My Dream of You

by Nuala O’Faolain


Reader’s Choice 12/04


I know you’re not supposed to ‘dog-ear’ the pages of a book, but even though I have the utmost respect for the written word, I folded back page after page of Nuala O’Faolain’s 2001 novel “My Dream of You” during my recent reading of it. With no Post-It’s around, I simply couldn’t help myself. There were just too many insights she offered and seemingly unanswerable questions she raised that demanded a second look. This engaging book is Irish journalist O’Faolain’s first novel and successor to her well-received memoir, “Are You Somebody? The Accidental Memoir of a Dublin Woman”. A reader of both would note similarities in the lives of O’Faolain and her fictitious counterpart, Kathleen de Burca, a single middle-aged writer from a large Irish family.

 

Kathleen, almost fifty and never married, has been living in a dark basement apartment in London and writing for TravelWrite magazine for twenty years as her story begins. The shining light in her life is her gay, American colleague and best friend, Jimmy, and, might I say, we could all use a friend who dispenses advice like this: “A goddess like you, Kathleen,” he tells her, “should descend on London, not climb up into it.”  So, when Jimmy dies suddenly, Kathleen is broken-hearted and painfully aware of her emptiness.

 

She hastily leaves her job and returns to Ireland for an extended period to research and write a book based on some legal documents she was given decades before by a former lover.  These papers, which have held a fascination for her ever since, contain a legal transcript of proceedings in a divorce case from 1856 Ireland during the height of the devastating potato famine.

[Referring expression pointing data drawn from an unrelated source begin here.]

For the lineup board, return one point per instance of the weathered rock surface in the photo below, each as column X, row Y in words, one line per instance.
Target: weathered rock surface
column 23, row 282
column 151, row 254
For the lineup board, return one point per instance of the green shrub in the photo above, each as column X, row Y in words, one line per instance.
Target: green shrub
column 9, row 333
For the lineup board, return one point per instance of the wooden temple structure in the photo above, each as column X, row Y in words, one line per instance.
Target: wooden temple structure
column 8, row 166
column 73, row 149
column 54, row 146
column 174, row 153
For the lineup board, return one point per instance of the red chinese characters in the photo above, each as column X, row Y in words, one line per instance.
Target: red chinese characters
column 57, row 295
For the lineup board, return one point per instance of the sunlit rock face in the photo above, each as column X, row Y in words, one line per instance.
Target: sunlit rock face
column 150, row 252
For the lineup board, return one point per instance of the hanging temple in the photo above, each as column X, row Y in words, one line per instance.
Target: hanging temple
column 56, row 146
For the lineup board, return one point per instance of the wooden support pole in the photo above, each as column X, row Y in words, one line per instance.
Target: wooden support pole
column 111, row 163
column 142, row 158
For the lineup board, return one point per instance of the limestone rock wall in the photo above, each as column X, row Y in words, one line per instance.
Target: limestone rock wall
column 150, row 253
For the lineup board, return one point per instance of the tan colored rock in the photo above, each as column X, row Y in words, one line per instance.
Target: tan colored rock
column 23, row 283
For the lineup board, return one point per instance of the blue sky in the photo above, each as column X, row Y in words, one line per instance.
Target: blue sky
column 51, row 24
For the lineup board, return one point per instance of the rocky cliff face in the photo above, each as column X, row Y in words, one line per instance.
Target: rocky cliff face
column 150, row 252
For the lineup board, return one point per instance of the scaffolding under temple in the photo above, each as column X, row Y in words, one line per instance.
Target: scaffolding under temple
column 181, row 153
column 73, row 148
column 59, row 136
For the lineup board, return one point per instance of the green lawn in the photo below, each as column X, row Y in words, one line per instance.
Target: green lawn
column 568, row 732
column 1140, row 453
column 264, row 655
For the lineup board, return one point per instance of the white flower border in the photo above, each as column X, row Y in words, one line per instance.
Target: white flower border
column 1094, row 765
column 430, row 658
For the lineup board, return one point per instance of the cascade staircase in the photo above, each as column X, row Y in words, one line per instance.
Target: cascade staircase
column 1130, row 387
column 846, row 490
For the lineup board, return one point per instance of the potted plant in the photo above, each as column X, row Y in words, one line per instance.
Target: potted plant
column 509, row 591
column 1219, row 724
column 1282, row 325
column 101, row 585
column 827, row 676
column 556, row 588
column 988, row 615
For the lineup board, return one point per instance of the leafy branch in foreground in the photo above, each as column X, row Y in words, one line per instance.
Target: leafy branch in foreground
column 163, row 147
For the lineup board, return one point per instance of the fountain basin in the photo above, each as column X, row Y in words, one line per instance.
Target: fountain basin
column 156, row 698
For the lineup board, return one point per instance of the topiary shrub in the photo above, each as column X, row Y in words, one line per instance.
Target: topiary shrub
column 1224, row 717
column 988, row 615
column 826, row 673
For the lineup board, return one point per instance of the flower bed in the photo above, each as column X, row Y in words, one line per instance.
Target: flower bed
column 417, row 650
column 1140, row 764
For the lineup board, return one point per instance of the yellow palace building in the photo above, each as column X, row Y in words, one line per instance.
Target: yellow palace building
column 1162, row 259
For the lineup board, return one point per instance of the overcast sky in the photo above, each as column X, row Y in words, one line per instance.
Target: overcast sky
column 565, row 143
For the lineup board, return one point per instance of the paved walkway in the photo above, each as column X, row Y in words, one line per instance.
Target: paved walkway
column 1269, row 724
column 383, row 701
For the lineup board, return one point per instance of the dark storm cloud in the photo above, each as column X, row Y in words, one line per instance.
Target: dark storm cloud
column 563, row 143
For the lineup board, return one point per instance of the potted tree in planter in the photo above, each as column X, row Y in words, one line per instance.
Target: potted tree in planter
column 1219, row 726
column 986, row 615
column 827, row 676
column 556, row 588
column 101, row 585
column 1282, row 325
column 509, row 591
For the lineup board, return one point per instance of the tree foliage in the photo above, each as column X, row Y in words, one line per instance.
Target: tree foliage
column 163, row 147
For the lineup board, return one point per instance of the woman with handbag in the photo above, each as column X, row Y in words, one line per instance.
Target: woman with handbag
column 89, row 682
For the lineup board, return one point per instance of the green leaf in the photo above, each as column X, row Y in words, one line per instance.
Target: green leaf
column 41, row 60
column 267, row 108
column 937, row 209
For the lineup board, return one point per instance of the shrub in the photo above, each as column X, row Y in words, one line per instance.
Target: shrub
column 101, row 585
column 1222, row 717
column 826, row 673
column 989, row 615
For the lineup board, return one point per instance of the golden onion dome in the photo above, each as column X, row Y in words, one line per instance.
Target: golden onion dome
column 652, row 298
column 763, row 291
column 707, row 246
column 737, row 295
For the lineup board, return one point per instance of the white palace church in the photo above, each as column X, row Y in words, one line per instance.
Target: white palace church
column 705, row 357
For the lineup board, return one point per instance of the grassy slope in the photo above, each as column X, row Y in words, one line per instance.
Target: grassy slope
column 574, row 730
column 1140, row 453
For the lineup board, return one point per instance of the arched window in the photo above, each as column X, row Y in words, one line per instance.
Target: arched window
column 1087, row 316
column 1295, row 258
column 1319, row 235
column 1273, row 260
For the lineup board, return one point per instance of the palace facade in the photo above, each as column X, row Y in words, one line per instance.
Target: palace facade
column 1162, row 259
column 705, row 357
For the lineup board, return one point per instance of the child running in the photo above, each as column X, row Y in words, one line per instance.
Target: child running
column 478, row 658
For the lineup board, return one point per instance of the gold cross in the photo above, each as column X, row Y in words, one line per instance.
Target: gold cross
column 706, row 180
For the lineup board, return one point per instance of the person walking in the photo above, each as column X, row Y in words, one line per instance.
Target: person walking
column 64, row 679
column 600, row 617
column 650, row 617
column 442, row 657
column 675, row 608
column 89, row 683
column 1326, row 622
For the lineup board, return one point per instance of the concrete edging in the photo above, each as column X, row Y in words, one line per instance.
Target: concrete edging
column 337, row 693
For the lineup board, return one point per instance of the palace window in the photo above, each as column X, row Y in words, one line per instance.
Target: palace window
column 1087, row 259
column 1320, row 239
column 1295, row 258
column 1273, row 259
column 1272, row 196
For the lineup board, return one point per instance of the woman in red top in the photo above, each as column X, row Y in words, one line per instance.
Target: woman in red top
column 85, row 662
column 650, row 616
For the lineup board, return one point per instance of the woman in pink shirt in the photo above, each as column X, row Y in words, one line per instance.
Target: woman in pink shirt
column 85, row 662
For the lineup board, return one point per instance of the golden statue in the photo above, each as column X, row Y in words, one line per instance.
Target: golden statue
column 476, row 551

She anticipates filling in the details of what seems in the writings to be the story of an English-Irish “Lady of the Big House” having a torrid affair with a young groomsman behind the back of her cold and perhaps cruel husband, Lord Talbot. Yes, Kathleen is a died-in-the-wool romantic who believes that passion trumps it all.

 

Yet, the scant bits of source material that Kathleen is able to discover throws doubt on every last aspect of the Talbot case so what she had thought would be a tidy project becomes increasingly murky. By this point the reader has come to understand that Kathleen’s own history of longing, and loving and loneliness, which O’Faolain has revealed in flashbacks throughout the story of her months in Ireland, is the captivating focus of this novel. O’Faolain achieves this with writing that is at the same time honest, sexy and wise. In the twenty-first century as well, it seems that in the matter of love, there are no clear paths and no promises of an end to loneliness. Kathleen’s final choice as her story ends shows love as the double-edge sword it can be.

 

O’Faolain said in a radio interview that she devoured novels from an early age because they seemed to address the questions she was so interested in: How are lives lived? Where do we find love? I count myself as one of the readers who devoured this wise novel looking for answers to some of those same questions, and finding, if not the answers, some stimulating and though-provoking reflections.